Oggi, a Palermo, è tornata la “meglio gioventù” – Sono loro, nonostante tutto e tutti, che vivono, gioiscono e soffrono in un Paese che a volte dicono di “odiare” e da cui vorrebbero andare via. Invece stanno qua, combattono per le loro idee, a prescindere se siano giuste o sbagliate. Ci mettono la faccia, impiegano il loro tempo. Non si arrendono e nel “peggio” che a volte emerge dall’Italia si mostrano come il “meglio”, appunto “la meglio gioventù”. Questa mattina, a Palermo, la famosa “meglio gioventù” è ricomparsa.
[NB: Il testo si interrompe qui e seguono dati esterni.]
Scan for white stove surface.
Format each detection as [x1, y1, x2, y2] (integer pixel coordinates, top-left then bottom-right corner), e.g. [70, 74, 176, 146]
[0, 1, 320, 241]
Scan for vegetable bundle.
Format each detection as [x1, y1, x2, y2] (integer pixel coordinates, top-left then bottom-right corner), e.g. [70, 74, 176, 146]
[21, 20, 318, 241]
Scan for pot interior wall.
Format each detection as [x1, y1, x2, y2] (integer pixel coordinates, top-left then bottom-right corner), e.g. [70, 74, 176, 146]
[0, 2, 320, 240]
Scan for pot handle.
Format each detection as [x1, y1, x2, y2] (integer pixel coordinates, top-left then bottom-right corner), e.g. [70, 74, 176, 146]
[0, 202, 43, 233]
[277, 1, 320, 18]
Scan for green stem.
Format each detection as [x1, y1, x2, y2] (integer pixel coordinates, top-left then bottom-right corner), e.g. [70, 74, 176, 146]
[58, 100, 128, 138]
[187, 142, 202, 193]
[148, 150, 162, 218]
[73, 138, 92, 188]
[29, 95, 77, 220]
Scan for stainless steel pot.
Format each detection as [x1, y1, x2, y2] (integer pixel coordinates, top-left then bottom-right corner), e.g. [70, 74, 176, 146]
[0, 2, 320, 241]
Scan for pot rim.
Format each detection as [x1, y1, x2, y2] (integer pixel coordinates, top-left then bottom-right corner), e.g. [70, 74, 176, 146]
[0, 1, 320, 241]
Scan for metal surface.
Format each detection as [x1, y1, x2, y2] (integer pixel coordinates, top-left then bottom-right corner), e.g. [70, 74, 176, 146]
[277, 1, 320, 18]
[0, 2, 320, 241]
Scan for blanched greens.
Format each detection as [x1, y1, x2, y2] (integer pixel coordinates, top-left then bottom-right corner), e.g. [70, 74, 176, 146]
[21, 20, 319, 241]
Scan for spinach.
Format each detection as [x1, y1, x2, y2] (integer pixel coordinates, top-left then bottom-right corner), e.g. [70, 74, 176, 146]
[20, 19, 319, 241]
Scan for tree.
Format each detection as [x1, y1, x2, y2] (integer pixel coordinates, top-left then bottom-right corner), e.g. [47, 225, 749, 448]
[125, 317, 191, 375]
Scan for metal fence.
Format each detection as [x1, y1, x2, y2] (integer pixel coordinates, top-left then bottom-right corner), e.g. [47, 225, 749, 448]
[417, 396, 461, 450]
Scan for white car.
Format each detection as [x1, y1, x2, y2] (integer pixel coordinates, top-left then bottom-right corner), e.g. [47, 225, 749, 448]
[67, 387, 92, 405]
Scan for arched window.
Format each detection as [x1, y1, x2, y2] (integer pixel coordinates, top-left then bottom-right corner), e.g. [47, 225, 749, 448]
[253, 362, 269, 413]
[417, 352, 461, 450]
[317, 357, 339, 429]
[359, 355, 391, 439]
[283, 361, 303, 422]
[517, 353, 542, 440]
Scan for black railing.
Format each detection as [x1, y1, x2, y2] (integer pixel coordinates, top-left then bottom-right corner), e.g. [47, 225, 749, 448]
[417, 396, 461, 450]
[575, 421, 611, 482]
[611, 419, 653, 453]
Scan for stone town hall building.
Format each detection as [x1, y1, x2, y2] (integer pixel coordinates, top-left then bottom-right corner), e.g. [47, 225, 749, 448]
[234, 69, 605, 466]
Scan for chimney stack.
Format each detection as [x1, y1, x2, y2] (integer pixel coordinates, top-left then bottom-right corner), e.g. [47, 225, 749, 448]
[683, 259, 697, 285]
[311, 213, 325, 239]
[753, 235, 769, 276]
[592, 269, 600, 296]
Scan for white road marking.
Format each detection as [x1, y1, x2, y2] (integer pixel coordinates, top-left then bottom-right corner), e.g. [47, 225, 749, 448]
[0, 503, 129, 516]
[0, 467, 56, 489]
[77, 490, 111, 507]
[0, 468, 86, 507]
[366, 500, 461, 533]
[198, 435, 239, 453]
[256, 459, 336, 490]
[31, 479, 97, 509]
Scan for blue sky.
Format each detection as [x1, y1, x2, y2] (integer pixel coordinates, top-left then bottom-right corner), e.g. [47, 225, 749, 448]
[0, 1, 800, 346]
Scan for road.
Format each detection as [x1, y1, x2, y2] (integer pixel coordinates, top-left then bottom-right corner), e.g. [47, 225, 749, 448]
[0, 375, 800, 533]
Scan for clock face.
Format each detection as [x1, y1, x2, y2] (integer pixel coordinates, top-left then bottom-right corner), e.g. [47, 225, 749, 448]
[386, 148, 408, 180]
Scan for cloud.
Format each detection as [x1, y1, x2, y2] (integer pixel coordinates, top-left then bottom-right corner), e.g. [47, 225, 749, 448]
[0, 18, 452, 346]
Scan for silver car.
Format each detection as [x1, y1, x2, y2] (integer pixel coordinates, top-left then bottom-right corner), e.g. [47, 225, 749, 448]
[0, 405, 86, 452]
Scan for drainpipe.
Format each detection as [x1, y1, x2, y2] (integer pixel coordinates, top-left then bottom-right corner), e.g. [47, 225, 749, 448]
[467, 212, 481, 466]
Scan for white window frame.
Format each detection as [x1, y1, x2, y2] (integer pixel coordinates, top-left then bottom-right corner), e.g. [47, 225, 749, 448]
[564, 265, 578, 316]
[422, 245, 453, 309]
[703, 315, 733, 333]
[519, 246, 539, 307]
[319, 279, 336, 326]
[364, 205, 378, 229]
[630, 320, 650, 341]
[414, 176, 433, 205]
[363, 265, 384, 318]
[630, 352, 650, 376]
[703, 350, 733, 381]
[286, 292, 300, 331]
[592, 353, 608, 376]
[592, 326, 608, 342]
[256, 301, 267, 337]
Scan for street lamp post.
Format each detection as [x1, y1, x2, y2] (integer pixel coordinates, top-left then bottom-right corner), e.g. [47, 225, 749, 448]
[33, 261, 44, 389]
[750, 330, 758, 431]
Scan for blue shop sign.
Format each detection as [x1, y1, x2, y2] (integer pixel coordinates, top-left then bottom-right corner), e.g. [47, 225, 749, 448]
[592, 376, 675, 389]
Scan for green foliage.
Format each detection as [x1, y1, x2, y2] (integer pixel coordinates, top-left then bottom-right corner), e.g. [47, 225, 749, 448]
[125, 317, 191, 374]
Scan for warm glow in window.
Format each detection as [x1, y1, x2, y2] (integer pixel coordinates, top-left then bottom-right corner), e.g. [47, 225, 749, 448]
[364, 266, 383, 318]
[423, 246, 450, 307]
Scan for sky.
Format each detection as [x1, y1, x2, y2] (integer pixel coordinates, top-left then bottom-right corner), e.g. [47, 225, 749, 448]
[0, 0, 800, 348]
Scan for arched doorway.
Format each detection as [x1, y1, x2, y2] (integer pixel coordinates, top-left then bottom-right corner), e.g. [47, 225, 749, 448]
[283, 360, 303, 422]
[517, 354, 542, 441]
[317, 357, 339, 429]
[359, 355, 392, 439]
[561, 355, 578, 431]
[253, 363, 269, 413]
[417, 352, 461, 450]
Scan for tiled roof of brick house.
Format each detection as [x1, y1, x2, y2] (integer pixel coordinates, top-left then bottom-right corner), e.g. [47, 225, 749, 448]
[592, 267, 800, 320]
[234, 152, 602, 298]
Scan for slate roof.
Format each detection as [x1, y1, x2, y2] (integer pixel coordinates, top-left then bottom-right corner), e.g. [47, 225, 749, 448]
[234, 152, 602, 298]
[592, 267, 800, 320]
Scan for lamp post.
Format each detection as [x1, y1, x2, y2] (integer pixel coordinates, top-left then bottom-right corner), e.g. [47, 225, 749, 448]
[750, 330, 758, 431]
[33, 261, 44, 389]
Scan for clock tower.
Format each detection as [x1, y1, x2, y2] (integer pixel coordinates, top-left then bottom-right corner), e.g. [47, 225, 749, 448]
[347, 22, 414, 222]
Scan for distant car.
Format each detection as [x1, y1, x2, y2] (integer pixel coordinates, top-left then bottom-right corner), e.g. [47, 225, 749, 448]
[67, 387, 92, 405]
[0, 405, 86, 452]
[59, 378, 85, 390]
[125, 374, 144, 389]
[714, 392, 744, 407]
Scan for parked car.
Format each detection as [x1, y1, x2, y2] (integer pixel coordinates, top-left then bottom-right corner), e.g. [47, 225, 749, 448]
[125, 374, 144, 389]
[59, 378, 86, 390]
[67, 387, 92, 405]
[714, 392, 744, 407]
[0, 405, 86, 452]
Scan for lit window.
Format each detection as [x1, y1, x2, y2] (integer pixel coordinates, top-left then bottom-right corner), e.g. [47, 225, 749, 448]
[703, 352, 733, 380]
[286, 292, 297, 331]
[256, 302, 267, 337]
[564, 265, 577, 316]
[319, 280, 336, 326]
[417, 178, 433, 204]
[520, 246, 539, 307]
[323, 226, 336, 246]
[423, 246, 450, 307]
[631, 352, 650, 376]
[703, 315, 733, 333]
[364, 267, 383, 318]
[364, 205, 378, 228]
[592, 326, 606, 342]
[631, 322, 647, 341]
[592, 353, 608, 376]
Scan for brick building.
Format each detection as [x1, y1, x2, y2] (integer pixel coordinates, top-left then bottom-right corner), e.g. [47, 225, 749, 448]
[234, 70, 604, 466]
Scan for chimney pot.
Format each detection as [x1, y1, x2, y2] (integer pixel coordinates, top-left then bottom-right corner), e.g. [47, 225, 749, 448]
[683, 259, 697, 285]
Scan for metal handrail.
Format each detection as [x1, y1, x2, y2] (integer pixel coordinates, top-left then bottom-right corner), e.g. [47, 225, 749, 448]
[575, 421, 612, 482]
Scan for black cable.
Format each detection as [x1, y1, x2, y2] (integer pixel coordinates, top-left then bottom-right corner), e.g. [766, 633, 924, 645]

È scesa per le strade del capoluogo della Sicilia per manifestare la propria vicinanza e solidarietà a Nino Di Matteo, uno dei Pm che seguono il processo sulla trattativa Stato-mafia. Di Matteo, ormai da qualche periodo, deve subire continue e preoccupanti minacce di morte da parte delle cosche. Una delle città italiane più colpite dalla violenza e dalla brutalità della criminalità organizzata, ha voluto dire la sua. I suoi cittadini hanno mostrato che Palermo è diversa da come spesso viene descritta, anche in alcuni film. Tra i presenti spicca il nome del sindaco Leoluca Orlando, che ha voluto lanciare un messaggio ben preciso: «Chiediamo ai ministri dell’Interno e della Giustizia che facciano tutto il necessario per garantire la sicurezza di Di Matteo e degli altri magistrati».

La “meglio gioventù” e il sogno della trasparenza – Al di là della presenza del primo cittadino di Palermo, alla manifestazione promossa da Scorta Civica e Agende rosse, c’erano anche le associazioni Anpi, Addiopizzo e Libero Futuro. Però ciò che ha sorpreso è stato il numero di giovani. Sono scesi in piazza per dichiarare il loro rifiuto verso la mafia e i suoi affari. Per evidenziare la loro vicinanza al Pm Nino Di Matteo e al suo lavoro. La “meglio gioventù” di Palermo, che si è diretta verso il Palazzo di Giustizia, ha ribadito la necessità di porre una netta dicotomia tra lo Stato e la mafia. Nessuna trattativa è possibile. In un momento così delicato, ecco che ritorna la “meglio gioventù”. Com’è accaduto in altre circostanze della storia del nostro Paese, si mostra, si palesa con il coraggio delle idee. È pronta a bonificare l’Italia dalla sporcizia diffusa dal malaffare e dalla delinquenza. La “meglio gioventù”, in fondo, ha un innato ottimismo. Spera che questo Paese possa essere migliore, anche se si è costretti a manifestare per difendere un servitore dello Stato. In fondo il loro sogno è quello espresso da Carlo, uno dei protagonisti della “meglio gioventù” di Marco Tullio Giordana: «Il sogno mio è uno di quei posti tipo la Danimarca, la Svezia, l’Olanda: sono paesi che sembrano scatole di vetro: il cittadino passa davanti e ci guarda dentro. Il sogno mio è avere le banche trasparenti, la Borsa trasparente, quindi la politica, l’economia, tutto diventa trasparente». Già, un po’ di trasparenza non sarebbe male in tutta questa vicenda.